The evaluator system uses the Strategy Pattern: each evaluator inherits from BaseEvaluator and returns an EvaluationResult with a score (0.0-1.0), status, and details.

Domains: conversation

PASS 2: No

Scores responses based on keyword presence, relevance, and Indonesian language fluency.

{
"evaluator_id": "keyword",
"expected": {
"keywords": ["halo", "selamat", "pagi"],
"forbidden": ["error"]
}
}

Scoring breakdown:

  • Keyword match ratio (what percentage of expected keywords appear)
  • Forbidden word penalty
  • Indonesian fluency bonus (checks for natural Indonesian phrasing)

Domains: math, reasoning, health

PASS 2: Yes

First pass gets the full response with reasoning. Second pass extracts just the final answer in a strict format, then compares against expected.

{
"evaluator_id": "two_pass",
"expected": {
"answer": "105",
"type": "numeric"
}
}

Expected types:

  • numeric: numeric comparison with tolerance
  • string: exact string match (case-insensitive)
  • contains: checks if expected appears in extracted answer

Domains: sql

PASS 2: Yes

Extracts SQL from the LLM response, executes it against a real SQLite database (seed/test_db.sqlite), and validates the results.

{
"evaluator_id": "sql_executor",
"expected": {
"query_type": "SELECT",
"expected_columns": ["name", "price"],
"min_rows": 1,
"max_rows": 100
}
}

Validation checks:

  • SQL syntax (does it execute without error?)
  • Column presence (are expected columns in the result?)
  • Row count (within expected range?)
  • Data quality (are values non-null, reasonable?)

Supports multi-statement SQL (separated by ;), executing each sequentially.

Domains: tool_calling

PASS 2: Yes

Validates that the LLM correctly invokes function tools with appropriate arguments.

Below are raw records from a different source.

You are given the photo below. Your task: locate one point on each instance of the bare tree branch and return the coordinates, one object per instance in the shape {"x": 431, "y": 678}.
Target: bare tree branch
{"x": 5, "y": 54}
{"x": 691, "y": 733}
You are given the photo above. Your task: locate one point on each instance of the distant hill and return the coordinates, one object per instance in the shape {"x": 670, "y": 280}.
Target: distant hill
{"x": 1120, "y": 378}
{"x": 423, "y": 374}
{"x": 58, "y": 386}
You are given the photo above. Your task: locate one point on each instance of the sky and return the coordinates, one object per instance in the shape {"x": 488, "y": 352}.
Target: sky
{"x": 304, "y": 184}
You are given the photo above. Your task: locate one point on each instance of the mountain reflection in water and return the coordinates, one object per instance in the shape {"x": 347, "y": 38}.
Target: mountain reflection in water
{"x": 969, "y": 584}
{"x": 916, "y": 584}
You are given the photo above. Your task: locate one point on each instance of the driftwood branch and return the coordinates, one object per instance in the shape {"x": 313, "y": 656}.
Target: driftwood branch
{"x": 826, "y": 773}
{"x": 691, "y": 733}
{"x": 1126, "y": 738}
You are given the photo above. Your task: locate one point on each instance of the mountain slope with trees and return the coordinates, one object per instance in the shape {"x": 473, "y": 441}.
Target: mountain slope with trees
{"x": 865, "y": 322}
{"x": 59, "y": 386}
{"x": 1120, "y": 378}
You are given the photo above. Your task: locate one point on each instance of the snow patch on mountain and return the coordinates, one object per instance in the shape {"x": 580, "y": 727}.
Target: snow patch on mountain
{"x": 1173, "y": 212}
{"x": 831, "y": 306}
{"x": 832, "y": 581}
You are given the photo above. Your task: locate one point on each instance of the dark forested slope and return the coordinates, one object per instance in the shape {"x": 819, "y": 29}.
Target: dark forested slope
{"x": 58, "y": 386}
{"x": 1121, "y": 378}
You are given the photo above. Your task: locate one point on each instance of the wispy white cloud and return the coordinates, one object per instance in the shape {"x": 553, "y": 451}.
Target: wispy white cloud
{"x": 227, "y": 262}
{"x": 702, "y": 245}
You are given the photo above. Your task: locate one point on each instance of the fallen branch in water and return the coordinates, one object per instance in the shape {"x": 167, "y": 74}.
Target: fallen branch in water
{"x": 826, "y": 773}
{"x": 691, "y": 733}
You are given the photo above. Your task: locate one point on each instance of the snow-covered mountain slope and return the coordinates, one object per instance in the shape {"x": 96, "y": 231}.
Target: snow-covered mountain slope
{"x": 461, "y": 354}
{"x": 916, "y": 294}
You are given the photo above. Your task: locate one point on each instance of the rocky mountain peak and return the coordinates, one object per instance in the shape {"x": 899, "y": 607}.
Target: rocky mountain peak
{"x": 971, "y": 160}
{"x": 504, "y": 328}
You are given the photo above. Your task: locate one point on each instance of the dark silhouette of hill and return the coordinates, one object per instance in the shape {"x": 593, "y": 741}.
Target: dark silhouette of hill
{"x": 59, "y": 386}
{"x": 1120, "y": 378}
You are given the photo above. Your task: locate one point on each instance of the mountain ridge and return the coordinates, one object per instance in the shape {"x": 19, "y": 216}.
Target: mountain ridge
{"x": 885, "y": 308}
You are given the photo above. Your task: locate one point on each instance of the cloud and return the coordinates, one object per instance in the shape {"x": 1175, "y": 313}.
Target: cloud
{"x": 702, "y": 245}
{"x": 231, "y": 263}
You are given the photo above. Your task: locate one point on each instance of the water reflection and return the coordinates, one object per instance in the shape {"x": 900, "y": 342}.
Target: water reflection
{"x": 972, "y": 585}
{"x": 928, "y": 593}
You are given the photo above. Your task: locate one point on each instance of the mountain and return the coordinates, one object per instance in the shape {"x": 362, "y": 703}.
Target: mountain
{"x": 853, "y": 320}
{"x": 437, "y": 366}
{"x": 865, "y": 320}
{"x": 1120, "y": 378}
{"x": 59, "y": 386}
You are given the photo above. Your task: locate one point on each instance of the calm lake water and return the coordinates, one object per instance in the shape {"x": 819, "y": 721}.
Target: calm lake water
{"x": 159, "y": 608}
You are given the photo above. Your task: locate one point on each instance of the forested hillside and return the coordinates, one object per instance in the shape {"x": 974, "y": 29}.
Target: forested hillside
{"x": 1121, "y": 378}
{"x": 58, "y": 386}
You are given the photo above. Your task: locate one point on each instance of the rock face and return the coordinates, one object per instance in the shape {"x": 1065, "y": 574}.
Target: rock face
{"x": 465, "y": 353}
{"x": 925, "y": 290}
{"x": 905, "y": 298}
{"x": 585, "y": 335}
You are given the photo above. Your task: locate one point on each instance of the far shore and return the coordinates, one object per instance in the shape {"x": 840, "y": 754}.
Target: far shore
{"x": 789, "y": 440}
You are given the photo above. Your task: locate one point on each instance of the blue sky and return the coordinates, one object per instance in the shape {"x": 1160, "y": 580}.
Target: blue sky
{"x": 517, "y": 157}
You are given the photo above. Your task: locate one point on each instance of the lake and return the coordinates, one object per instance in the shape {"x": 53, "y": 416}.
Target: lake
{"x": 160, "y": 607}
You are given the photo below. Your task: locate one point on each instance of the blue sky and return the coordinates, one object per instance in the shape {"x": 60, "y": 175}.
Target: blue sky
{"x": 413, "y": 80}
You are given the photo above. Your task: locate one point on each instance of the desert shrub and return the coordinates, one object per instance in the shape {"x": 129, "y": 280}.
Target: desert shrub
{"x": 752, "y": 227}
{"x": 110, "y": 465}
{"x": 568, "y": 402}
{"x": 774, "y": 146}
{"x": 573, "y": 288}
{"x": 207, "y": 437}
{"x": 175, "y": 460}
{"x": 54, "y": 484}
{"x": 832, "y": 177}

Supports both single-tool and chained multi-step tool calls.

{
"evaluator_id": "tool_call",
"expected": {
"tools": ["get_order", "send_notification"],
"chain": true
}
}

Scoring:

  • Did the LLM call the expected tools?
  • Were arguments present and reasonable?
  • For chained calls: did it use output from tool A as input to tool B?
  • Partial credit for calling some but not all expected tools

Custom evaluators support three modes:

Matches response against a regex pattern. See Regex Evaluators for details.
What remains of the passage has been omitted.